Software  ›   pipelines
If your question is not answered here, please email us at:  support@10xgenomics.com

10x Genomics
Chromium Single Cell Gene Expression

Reference Support

Cell Ranger provides pre-built hg19, mm10 and ercc92 reference packages for use with the pipeline. If you would like to use your genome FASTA or gene GTF annotations, Cell Ranger supports the use of customer-generated references.

Compatible Use Cases

Cell Ranger supports the use of customer-generated references for the following scenarios:

Making a Reference Package

There are 2 steps to construct a Cell Ranger-compatible reference.

1. Filter GTF

GTF files downloaded from sites like ENSEMBL and UCSC often contain many transcripts and genes which often need to be filtered from your final annotation. Often, it is helpful to filter genes based on their key-value pairs in the GTF attribute column. For example, to filter for only protein-coding genes, run the following command on your GTF.

$ cellranger mkgtf hg19-ensembl.gtf hg19-filtered-ensembl.gtf --attribute=gene_biotype:protein_coding

This will generate a filtered GTF file hg19-filtered-ensembl.gtf from the original unfiltered GTF file hg19-ensembl.gtf.

2. Index your FASTA and GTF

Single Species

To create a reference for only one species, run the cellranger mkref command on your FASTA and GTF files. Your FASTA and GTF files must meet the compatibility requirements above.

$ cellranger mkref --genome=hg19 --fasta=hg19.fa --genes=hg19-filtered-ensembl.gtf
...
$ ls hg19
fasta/  genes/  pickle/  reference.json  star/

This utility copies your FASTA and GTF, indexes it in several formats, and outputs a folder named <genome>.

Multiple Species

To create a reference for multiple species, run the mkreference command with your FASTA and GTF files similar to the single species case above. However, the order of the --genome, --fasta and --genes options are important as the first --genome option listed corresponds to the first --fasta and --genes options listed.
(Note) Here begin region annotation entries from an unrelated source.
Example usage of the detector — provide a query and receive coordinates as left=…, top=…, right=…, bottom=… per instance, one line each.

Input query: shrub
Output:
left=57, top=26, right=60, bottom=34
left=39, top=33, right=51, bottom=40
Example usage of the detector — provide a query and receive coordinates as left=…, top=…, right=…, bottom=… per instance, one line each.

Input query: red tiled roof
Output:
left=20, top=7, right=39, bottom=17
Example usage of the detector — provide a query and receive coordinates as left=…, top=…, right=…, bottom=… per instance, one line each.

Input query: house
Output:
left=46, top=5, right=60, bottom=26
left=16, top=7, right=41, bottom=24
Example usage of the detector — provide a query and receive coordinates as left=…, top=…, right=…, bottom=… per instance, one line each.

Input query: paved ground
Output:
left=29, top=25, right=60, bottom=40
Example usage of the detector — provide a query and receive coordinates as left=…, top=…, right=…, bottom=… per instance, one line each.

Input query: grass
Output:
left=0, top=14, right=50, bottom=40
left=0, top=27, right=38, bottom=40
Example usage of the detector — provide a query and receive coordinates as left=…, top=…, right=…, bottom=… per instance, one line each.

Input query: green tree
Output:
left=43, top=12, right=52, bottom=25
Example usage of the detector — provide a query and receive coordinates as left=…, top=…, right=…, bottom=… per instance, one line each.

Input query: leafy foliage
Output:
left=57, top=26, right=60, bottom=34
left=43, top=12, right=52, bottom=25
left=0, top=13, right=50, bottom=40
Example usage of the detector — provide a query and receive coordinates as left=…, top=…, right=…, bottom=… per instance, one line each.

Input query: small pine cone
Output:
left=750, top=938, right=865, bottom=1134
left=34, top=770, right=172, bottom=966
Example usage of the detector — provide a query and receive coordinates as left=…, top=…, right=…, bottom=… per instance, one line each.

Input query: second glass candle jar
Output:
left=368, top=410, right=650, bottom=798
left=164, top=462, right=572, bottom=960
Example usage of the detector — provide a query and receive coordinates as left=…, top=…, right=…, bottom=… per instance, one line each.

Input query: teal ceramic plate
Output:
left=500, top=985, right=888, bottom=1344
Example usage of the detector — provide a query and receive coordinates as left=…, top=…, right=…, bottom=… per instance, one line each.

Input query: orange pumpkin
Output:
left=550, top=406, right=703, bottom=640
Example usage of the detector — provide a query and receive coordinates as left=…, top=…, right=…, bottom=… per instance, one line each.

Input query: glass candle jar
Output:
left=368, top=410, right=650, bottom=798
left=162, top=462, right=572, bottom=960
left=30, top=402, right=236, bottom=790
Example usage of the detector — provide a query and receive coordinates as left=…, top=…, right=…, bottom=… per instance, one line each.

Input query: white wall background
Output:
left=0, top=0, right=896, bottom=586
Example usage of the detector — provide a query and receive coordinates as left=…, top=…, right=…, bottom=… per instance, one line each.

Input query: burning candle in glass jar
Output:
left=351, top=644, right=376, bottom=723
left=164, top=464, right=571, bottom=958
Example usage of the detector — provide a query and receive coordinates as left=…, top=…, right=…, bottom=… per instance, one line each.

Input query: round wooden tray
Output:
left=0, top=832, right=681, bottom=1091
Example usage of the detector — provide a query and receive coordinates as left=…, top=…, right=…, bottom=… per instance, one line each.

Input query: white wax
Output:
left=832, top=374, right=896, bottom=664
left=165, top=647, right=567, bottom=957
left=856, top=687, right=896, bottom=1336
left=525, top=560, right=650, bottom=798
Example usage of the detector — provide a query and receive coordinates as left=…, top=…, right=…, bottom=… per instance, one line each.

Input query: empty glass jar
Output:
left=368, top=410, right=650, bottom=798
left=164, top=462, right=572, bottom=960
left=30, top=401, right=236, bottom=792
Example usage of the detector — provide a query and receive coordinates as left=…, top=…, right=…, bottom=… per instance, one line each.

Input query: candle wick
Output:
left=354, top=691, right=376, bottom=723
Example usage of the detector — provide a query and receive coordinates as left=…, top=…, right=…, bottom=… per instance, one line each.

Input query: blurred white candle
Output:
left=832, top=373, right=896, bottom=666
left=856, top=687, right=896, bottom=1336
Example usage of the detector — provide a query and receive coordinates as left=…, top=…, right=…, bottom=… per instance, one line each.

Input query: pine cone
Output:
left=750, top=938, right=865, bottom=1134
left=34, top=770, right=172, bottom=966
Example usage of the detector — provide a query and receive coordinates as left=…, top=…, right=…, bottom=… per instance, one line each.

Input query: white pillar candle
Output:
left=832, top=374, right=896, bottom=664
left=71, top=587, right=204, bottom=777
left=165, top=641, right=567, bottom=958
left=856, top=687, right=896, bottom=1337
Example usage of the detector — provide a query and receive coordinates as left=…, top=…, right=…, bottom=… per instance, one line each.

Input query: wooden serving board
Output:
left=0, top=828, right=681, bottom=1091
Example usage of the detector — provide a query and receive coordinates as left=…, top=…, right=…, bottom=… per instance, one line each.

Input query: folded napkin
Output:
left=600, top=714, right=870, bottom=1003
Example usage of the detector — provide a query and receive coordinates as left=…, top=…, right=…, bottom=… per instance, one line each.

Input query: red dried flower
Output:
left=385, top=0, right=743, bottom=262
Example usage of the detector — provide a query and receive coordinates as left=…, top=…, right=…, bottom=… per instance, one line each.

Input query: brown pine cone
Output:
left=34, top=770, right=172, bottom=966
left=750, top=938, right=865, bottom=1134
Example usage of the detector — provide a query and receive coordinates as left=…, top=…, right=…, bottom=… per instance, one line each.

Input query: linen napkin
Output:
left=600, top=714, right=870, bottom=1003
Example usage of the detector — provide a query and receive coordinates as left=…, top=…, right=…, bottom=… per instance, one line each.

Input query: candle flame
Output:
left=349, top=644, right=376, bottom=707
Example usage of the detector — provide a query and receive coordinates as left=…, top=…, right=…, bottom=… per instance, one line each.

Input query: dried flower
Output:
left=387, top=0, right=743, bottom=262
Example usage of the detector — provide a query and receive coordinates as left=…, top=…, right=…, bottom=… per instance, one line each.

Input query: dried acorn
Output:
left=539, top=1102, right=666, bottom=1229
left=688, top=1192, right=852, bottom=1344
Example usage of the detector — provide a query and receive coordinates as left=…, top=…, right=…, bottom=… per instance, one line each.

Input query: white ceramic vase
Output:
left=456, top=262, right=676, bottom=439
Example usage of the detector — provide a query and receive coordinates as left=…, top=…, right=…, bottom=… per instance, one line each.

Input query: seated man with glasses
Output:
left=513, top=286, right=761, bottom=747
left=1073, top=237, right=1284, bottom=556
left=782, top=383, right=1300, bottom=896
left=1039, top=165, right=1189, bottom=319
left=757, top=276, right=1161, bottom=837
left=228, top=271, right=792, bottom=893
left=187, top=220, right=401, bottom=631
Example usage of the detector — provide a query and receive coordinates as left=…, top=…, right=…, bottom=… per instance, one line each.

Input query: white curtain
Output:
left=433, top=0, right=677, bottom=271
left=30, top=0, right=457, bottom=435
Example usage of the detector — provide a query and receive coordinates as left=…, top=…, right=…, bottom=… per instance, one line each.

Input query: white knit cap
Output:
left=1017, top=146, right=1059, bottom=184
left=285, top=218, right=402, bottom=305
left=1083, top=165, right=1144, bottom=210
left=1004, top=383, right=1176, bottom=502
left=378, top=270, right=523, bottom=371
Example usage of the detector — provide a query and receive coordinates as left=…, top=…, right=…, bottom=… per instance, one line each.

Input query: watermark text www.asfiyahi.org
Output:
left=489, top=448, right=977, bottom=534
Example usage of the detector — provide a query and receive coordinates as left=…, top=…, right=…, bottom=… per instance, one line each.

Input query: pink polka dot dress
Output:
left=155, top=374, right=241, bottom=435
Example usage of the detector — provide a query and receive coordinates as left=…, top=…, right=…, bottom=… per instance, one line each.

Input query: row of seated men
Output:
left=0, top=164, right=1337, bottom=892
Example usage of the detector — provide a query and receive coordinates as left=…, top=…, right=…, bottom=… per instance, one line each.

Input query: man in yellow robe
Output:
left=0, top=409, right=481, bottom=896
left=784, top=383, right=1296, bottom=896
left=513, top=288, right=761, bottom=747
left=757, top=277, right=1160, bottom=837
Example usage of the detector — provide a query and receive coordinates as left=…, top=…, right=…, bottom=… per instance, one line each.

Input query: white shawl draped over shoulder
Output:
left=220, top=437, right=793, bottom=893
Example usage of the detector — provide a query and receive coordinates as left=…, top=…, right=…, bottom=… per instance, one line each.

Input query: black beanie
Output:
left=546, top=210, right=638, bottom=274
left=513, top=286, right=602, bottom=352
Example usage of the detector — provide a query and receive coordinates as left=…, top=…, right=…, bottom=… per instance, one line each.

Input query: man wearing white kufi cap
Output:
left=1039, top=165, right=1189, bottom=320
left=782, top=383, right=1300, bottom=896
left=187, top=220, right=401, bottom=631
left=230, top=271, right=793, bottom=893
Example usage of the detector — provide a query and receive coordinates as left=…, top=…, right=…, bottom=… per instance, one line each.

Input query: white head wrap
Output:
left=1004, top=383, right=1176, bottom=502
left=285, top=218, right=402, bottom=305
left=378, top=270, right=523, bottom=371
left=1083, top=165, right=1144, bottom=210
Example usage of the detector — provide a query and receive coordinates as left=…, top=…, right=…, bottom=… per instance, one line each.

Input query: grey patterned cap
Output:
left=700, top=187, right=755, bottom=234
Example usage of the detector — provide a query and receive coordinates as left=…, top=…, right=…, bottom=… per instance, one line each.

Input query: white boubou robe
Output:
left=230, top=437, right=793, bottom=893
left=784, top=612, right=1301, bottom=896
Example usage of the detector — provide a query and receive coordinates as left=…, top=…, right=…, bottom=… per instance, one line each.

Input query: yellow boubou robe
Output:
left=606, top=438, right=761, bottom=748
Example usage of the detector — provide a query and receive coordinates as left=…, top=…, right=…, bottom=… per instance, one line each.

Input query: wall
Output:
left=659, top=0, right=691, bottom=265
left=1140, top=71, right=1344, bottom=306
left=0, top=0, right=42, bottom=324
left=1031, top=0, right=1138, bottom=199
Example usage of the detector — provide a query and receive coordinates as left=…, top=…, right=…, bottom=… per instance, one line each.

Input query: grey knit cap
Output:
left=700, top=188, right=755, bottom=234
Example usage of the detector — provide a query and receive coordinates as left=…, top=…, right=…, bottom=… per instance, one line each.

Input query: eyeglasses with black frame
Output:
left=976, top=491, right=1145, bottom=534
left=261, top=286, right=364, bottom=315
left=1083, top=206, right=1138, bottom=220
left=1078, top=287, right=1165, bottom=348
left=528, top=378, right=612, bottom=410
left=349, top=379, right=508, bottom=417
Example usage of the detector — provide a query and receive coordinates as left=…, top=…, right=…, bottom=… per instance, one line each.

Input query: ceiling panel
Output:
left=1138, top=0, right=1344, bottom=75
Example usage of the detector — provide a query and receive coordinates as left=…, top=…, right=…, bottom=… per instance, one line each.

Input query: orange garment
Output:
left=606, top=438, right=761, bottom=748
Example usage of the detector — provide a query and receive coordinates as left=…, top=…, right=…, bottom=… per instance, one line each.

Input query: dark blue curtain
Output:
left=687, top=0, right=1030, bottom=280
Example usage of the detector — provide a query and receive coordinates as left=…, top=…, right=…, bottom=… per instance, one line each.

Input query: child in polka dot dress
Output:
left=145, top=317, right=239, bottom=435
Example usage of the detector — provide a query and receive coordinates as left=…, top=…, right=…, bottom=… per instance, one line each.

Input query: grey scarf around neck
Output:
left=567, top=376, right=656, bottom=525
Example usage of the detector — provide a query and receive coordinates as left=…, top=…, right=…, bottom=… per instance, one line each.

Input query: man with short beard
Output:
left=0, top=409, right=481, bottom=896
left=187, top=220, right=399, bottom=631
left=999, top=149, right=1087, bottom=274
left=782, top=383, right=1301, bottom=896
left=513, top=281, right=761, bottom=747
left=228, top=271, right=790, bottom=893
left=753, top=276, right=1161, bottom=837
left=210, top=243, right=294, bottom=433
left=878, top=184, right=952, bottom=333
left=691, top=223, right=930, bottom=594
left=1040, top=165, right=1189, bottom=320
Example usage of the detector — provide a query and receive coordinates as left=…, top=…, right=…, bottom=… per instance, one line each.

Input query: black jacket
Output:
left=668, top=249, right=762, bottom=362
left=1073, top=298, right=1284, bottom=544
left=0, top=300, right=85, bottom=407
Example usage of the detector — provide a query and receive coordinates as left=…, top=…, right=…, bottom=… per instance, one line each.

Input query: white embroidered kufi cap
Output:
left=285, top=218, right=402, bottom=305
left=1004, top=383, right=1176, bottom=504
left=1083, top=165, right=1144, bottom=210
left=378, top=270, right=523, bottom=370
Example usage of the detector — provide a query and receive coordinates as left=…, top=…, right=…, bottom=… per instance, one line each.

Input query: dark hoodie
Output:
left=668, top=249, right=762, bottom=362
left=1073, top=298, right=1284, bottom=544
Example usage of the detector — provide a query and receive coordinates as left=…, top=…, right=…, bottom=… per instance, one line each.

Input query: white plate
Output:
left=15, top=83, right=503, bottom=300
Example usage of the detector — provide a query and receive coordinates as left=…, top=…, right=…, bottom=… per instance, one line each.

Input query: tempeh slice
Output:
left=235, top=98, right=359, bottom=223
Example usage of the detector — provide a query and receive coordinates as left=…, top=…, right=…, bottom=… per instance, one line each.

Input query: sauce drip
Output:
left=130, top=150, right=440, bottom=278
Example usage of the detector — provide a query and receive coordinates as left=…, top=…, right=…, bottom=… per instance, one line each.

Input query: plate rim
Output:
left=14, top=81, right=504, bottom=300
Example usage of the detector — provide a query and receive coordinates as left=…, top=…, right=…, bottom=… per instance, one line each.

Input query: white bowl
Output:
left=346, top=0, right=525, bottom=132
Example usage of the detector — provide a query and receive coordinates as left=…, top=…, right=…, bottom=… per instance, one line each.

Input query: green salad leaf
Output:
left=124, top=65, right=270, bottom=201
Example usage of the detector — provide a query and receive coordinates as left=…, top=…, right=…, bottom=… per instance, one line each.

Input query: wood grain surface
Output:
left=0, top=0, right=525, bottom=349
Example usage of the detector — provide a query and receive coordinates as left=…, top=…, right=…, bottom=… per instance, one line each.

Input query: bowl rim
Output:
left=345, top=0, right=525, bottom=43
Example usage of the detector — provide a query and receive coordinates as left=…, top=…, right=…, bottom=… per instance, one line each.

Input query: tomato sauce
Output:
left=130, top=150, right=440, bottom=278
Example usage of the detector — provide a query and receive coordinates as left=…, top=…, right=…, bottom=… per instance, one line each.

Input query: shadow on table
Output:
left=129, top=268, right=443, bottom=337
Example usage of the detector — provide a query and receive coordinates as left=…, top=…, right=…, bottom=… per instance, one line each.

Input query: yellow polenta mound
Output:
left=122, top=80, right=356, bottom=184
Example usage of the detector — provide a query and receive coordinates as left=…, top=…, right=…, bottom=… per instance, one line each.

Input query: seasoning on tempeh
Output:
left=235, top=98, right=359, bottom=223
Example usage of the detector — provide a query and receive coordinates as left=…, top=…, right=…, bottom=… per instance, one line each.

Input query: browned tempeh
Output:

$ cellranger mkref --genome=hg19 --fasta=hg19.fa --genes=hg19-filtered-ensembl.gtf \
                   --genome=mm10 --fasta=mm10.fa --genes=mm10-filtered-ensembl.gtf
...
$ ls hg19_and_mm10
fasta/  genes/  pickle/  reference.json  star/

System Requirements

Indexing a typical human 3Gb FASTA file often takes up to 8 core hours and requires 32 GB of memory. We recommend you run the mkreference command with --nthreads equal to the number of cores available on your system.

You can also specify the amount of memory (in GB) cellranger should use during alignment via STAR. The default is set to 16 GB. Please note the amount of memory your reference uses during alignment must be greater than the number of gigabases in the input FASTA file.

Generating the Cell Ranger reference package

The references in Cell Ranger reference package were generated with the steps described above. When creating the Cell Ranger hg19 reference, the GTF file downloaded from ENSEMBL was filtered using the following cellranger mkgtf command.

$ cellranger mkgtf hg19-ensembl.gtf hg19-filtered-ensembl.gtf \
                   --attribute=gene_biotype:protein_coding \
                   --attribute=gene_biotype:lincRNA \
                   --attribute=gene_biotype:antisense

Additionally, "chr" was prepended to the chromosome entries in the gtf.

The hg19 FASTA was then downloaded from UCSC and once alternate haplotype chromosomes were removed (any chromsome containing hap e.g. chr4_ctg9_hap1), running cellranger mkref as described above produced the Cell Ranger hg19 reference.

$ cellranger mkref --genome=hg19 --fasta=hg19.fa --genes=hg19-filtered-ensembl.gtf

The Cell Ranger mm10 reference was generated similarly using filtered ENSEMBL GTF and UCSC FASTA files.